Archive for October 20th, 2008

Monday mornings shouldn’t exist.

I don’t know if it’s left-over anxiety from the visit to the in-laws, but I am just not feeling right today.  I feel like I’m forgetting something big.  I can’t think of a thing, but it’s still gnawing at the front of my brain like a groundhog gnawing on a cable wire.  (Don’t laugh – been there, done that and the cable company expects you to pay!) I suppose I should just get on with my day and hope the feeling either ends or I figure out what it is that I am missing, exactly.

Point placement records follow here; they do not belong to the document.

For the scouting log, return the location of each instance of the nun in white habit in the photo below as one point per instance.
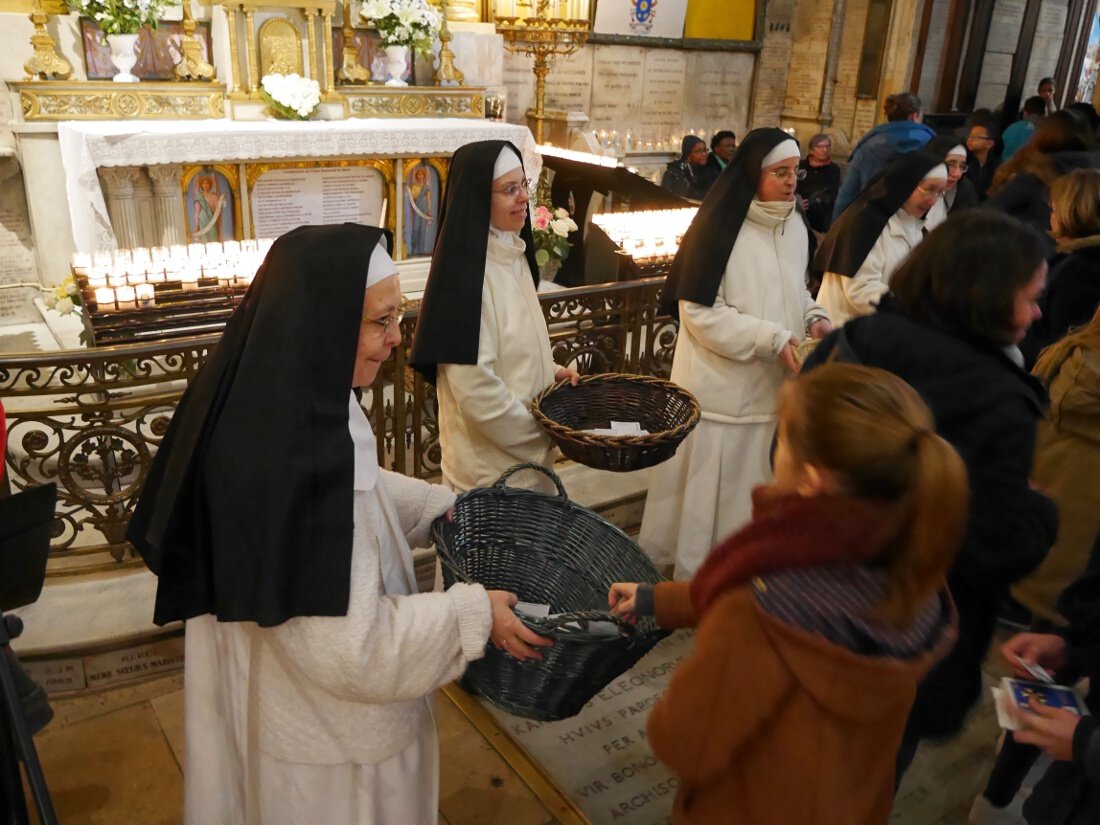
(481, 336)
(876, 233)
(738, 284)
(959, 194)
(310, 657)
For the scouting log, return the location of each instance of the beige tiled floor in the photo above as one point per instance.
(117, 757)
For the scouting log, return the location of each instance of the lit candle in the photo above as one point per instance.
(125, 297)
(105, 298)
(145, 295)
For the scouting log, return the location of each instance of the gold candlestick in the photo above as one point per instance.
(191, 66)
(45, 64)
(351, 70)
(448, 73)
(542, 37)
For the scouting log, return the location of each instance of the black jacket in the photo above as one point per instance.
(682, 178)
(1070, 299)
(1069, 792)
(705, 176)
(988, 409)
(820, 187)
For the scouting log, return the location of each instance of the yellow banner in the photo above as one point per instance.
(721, 19)
(24, 7)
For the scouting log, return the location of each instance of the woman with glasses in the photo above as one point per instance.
(481, 337)
(739, 290)
(981, 144)
(876, 233)
(958, 191)
(820, 183)
(284, 546)
(960, 304)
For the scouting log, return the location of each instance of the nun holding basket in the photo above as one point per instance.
(739, 289)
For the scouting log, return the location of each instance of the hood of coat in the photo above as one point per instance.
(850, 685)
(1077, 243)
(887, 140)
(1075, 394)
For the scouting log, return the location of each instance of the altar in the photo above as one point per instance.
(133, 184)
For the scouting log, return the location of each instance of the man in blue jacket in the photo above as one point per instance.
(902, 132)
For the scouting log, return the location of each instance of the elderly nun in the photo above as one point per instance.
(284, 547)
(739, 289)
(481, 337)
(876, 233)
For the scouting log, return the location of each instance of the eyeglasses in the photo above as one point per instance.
(787, 173)
(514, 189)
(388, 323)
(930, 193)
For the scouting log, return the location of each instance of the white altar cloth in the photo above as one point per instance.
(87, 145)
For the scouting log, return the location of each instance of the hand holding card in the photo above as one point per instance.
(1015, 701)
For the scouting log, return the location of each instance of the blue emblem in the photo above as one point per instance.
(641, 15)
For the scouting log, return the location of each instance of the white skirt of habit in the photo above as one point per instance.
(229, 781)
(704, 493)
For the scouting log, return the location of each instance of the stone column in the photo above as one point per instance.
(167, 205)
(118, 183)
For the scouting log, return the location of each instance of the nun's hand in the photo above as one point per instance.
(820, 328)
(567, 373)
(787, 355)
(508, 633)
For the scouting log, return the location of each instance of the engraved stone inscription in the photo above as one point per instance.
(283, 199)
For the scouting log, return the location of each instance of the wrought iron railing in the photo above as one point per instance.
(91, 419)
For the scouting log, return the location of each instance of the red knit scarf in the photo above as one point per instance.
(791, 531)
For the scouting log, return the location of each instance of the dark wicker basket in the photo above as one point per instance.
(546, 550)
(667, 410)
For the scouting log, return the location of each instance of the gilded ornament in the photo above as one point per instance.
(45, 64)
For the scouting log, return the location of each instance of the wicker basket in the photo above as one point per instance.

The kiddo was not happy about going to school this AM.  He wanted to stay home because he’s going to miss me so much.  Poor thing.  I had terrible separation anxiety when I was in kindergarten.  I hated going to school.  I hated my teacher (in all fairness — she was an evil wench and people now know who you are talking about, nodding their heads solemnly in agreement, when you mention the school and your horrible kindergarten teacher) and made such a fuss about going.  Many tearful mornings, which ultimately were curbed by being “special” and having breakfast every morning at school with the vice principal.  Wonder what ever happened to him.  Nice man.

I’ve got some cleaning to do today, not that I want to.  The house is starting to get cluttered beyond recognition.  Too much darn stuff, yet, I can’t bare to part with it.  Even stuff I haven’t looked at in years — just not willing to toss it.  I really should.  And I know I should.  Just can’t get my brain to tell my hands to do it. ;)

And on that note, I really should get a move on.  The longer I sit here, the more things I think of to look up, check out or browse.  Heh.  Wonder what life would be like if there were no internet.